Firstly, many thanks to Ian and Richard for trying to help me on this one. However, a visit to the Essex Records Centre provided me with what I needed.
I’ve been researching my family history for about 10 years, using stories my parents and grandparents told me, together with facts collected from the various records available. Recently, I’ve been attempting to establish an accurate timeline.
My mother Jessica Devine moved to Laindon in 1923 and married my dad, George Burton in 1930. Initially they lived in ‘Spion Kop and my brother Dennis was born in Laindon. There was little work available for my dad at that time so they relied on the savings he had accrued from his time in service as a footman when he was in his teens. However, as that ran out, they became extremely hard up. That’s when my mother asked the woman in the ‘White House’ in King Edward Road if she could do a morning’s housework for a fee of half a crown. She agreed but when mum had finished working hard all morning, the woman went back on her word and only gave her two shillings.

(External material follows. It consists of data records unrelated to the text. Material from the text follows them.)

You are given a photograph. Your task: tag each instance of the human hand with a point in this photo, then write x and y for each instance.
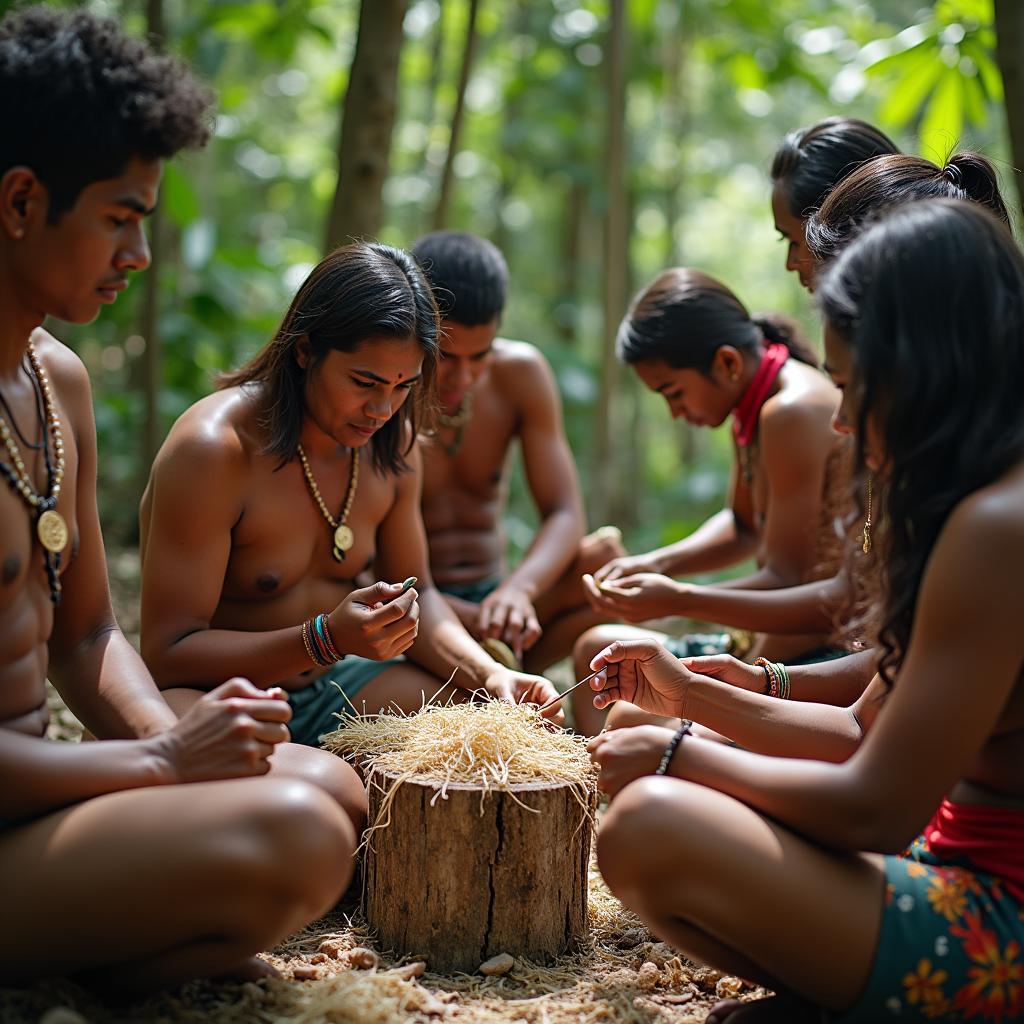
(518, 687)
(636, 598)
(643, 673)
(229, 732)
(728, 670)
(378, 622)
(627, 565)
(626, 755)
(507, 613)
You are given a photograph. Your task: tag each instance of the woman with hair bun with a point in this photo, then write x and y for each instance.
(691, 340)
(806, 167)
(899, 178)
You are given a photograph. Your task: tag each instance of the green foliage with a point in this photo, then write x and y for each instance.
(941, 75)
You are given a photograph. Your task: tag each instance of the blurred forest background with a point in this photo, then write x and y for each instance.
(595, 141)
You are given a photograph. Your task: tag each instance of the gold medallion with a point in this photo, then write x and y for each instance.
(343, 537)
(52, 531)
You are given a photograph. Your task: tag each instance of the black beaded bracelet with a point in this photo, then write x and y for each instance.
(670, 751)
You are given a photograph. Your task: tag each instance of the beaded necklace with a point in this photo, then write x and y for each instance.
(51, 529)
(458, 420)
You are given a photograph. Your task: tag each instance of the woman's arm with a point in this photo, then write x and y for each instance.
(963, 663)
(97, 672)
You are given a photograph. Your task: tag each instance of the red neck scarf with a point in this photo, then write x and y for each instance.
(744, 416)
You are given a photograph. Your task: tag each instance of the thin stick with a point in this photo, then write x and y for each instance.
(565, 693)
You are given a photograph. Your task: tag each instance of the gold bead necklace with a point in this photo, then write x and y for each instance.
(51, 529)
(343, 536)
(458, 420)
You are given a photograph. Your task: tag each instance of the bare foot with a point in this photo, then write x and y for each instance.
(773, 1010)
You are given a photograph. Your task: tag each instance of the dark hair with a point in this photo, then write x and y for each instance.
(81, 99)
(365, 290)
(931, 301)
(899, 178)
(468, 273)
(812, 161)
(684, 316)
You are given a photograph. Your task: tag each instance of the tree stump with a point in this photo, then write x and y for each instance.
(477, 875)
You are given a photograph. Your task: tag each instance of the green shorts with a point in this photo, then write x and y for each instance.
(473, 592)
(700, 644)
(323, 706)
(950, 946)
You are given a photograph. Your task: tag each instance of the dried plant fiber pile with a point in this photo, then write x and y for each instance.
(480, 832)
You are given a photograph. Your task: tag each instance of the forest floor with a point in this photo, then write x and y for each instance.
(623, 974)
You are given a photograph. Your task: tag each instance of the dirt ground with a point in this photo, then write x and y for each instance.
(623, 975)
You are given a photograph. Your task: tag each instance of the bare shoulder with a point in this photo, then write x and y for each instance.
(520, 368)
(986, 530)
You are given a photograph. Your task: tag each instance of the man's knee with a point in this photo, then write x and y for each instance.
(642, 839)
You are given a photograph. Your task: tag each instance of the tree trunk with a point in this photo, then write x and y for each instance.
(444, 198)
(1010, 51)
(468, 878)
(615, 256)
(368, 118)
(152, 376)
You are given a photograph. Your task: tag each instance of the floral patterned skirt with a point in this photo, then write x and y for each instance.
(951, 946)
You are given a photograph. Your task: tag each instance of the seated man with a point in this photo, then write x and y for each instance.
(270, 497)
(118, 869)
(494, 392)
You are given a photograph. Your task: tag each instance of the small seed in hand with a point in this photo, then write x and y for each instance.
(499, 965)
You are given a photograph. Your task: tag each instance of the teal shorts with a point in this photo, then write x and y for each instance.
(951, 945)
(473, 592)
(323, 706)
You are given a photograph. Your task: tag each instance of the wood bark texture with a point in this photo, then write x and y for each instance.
(457, 887)
(1010, 51)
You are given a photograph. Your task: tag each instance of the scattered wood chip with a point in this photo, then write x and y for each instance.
(334, 947)
(676, 998)
(631, 937)
(361, 958)
(728, 987)
(62, 1015)
(499, 965)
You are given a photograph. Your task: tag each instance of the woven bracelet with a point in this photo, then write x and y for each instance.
(670, 751)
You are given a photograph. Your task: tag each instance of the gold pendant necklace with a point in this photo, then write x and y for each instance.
(343, 536)
(51, 529)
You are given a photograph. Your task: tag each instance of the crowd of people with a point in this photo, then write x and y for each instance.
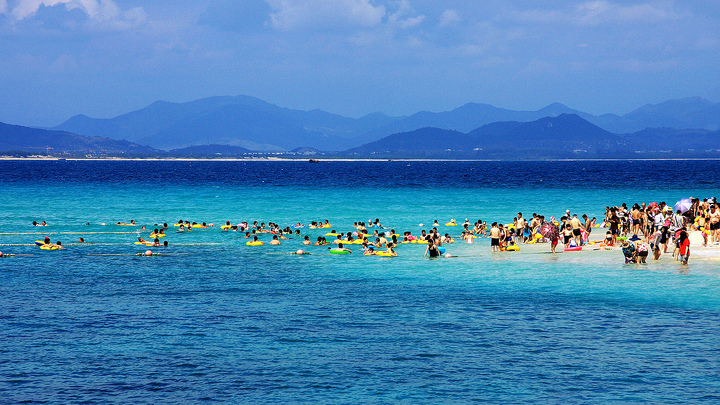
(638, 230)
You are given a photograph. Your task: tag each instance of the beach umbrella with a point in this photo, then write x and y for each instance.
(683, 205)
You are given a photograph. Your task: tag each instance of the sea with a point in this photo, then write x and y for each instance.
(209, 319)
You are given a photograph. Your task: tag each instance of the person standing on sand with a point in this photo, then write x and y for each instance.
(520, 228)
(714, 217)
(494, 237)
(575, 225)
(684, 244)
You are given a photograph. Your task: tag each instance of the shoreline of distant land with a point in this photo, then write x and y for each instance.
(334, 159)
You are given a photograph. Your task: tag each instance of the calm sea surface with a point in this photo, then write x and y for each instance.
(213, 320)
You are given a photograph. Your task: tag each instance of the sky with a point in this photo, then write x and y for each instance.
(103, 58)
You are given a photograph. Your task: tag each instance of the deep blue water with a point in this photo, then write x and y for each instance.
(213, 320)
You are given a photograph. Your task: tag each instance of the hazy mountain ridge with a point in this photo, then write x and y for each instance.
(15, 137)
(255, 124)
(564, 136)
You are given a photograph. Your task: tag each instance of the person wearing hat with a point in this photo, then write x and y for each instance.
(640, 249)
(629, 252)
(684, 247)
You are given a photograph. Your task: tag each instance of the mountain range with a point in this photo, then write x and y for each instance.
(241, 125)
(564, 136)
(254, 124)
(19, 138)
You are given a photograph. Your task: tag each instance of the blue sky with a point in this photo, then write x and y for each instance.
(103, 58)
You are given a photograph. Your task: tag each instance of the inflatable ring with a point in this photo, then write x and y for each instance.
(387, 254)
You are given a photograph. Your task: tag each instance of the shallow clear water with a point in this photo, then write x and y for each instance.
(231, 323)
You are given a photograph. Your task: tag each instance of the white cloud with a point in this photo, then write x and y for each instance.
(97, 10)
(294, 14)
(449, 17)
(405, 16)
(603, 12)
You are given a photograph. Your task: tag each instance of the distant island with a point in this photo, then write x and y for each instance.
(221, 127)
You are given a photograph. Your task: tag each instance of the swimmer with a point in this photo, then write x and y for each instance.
(341, 247)
(431, 250)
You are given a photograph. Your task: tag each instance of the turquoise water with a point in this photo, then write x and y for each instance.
(214, 320)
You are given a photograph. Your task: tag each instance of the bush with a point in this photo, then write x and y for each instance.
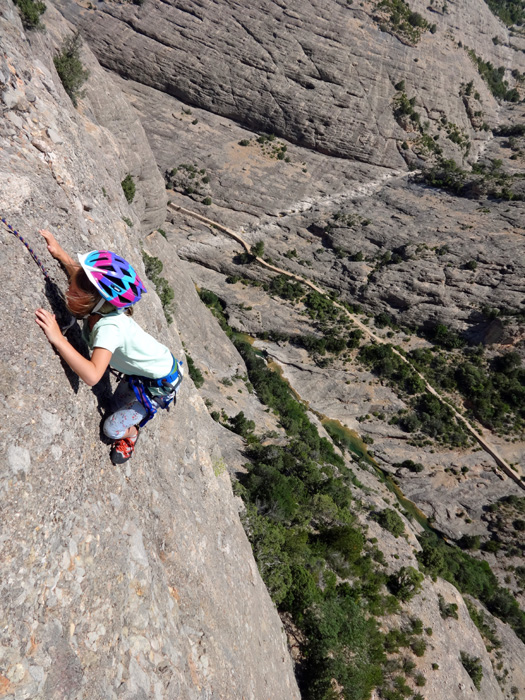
(30, 12)
(128, 187)
(419, 647)
(405, 583)
(241, 425)
(70, 69)
(257, 250)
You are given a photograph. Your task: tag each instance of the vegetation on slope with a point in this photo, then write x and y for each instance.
(313, 554)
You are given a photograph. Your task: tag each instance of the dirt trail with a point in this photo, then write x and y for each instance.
(477, 434)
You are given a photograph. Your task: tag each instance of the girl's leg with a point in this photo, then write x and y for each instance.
(127, 413)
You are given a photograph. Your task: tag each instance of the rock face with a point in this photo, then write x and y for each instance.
(139, 582)
(377, 237)
(134, 582)
(321, 74)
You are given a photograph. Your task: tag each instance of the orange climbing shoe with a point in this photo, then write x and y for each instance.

When my dad’s mother, Amy Burton heard of their plight, she invited them to go and live with her in Leytonstone. This they did, taking their toddler, Dennis, with them. I believe this was sometime between 1932 and 1934. Dennis started school in London, but the family continued to spend their weekends at Laindon. My Dad joined the GPO in 1937 as a Night Telephone Operator at the International Exchange in Faraday House near St Paul’s. His mother Amy died in 1938. That’s when my mum, dad and Dennis moved to Laindon permanently. Dad did the commute each day on the Fenchurch Street line and Dennis was enrolled at Markhams Chase school.
The people at “White House” in King Edward Road, owned a flock of very aggressive geese that used to run out and attack people. (Some farmers used to keep them as watchdogs). Apparently, they were so vicious that people were scared to walk past ‘White House’ on their way to the High Road. My sister remembers on one occasion, seeing ‘Old Joe’ having to fend them off with his white stick when trying to get past. One day my brother ran over one of them (apparently on purpose) with his bicycle when it came charging out at him and afterwards said he was sorry he’d only managed to run over its neck!
As nobody seemed to have any knowledge of a White House Farm in King Edward Road, I took a trip to the records office. I looked on the Electoral Rolls for 1922, 1929, 1930 and 1934 and found John and Mary Ann Parker living at “White House”, King Edward Road. (That name tweaked my memory as I remember mum mentioning that family name). The ERO staff kindly retrieved a 1922 Ordnance Survey map of the area for me, which shows just one building to the east of Devonshire Road in the eastern end of the former playing field. As Richard correctly mentioned, Powell Road wasn’t in existence then. The building clearly had a greenhouse or glasshouses and an orchard on its plot. So this was the ‘White House’ that my mum referred to. I made a phone call to my sister who confirmed it was the place she remembers from the mid forties. She and my mum always referred to it as “White House Farm”. Although it was probably more of a small holding, these were sometimes referred to as small farms and operated as such – hence the flock of geese.
On the 1947 Electoral Roll, the building is shown as “White House Farm” King Edward Road. Frank E and Lilian R Griffin were living there at that time. At lot happened during that year. White House Farm was demolished and Briar Mead was built in its place.
King Edward Road was a very long unmade road back then, little more than a cart track. My sister remembers it well and says it was divided almost in half by a hedge or some bushes. In the late forties, King Edward Road was made up but only as far as Devonshire Road. The far westerly end of King Edward Road which led to Sunnymead (formerly Richards’ Farm) and our bungalows, Spion Kop, Pendennis, Rosedene, Horton, etc, was left unmade and so we still had to contend with the mud.
On their way to school one morning, my sister remembers she and her friend where jumping on and off the piles of slabs which were waiting to be laid, when she fell and cut her knee. She returned home to be bandaged, which caused her to be late for school.
I just about remember the field from around that time. It had many bushes and brambles, which were eventually cleared away, after which it became a much loved and appreciated grass-only playing field throughout the fifties.
Many members of the Parker family lived in and around Laindon. During the fifties, a large family of Parkers lived in Sunny Mead, the former Richards’ farm and I used to play with the two young boys.
I have copies of the 1930 and 1947 Electoral Roll, but cannot publish them here without permission from ERO, however I can show the map.
I will continue with my research as there’s always plenty more interesting things to discover. Right now I am so pleased I found confirmation of the existence of “White House Farm” in King Edward Road and as far as I am concerned, they still owe my mum sixpence (plus interest of course).
I have been provided with an overlay of the 1922 Ordinance Survey map on the Google earth view and you can with care see the location of the field and the relevant roads.
Further recent research has shown that previous to the Parker family, White House Farm had been in the hands of Morris and Sarah Buskin who had moved to Laindon from Bethnal Green sometime between 1915 and 1917. The 1918 Electoral Register shows Morris and Sarah Buskin living at White House Farm, King Edward Road, Laindon.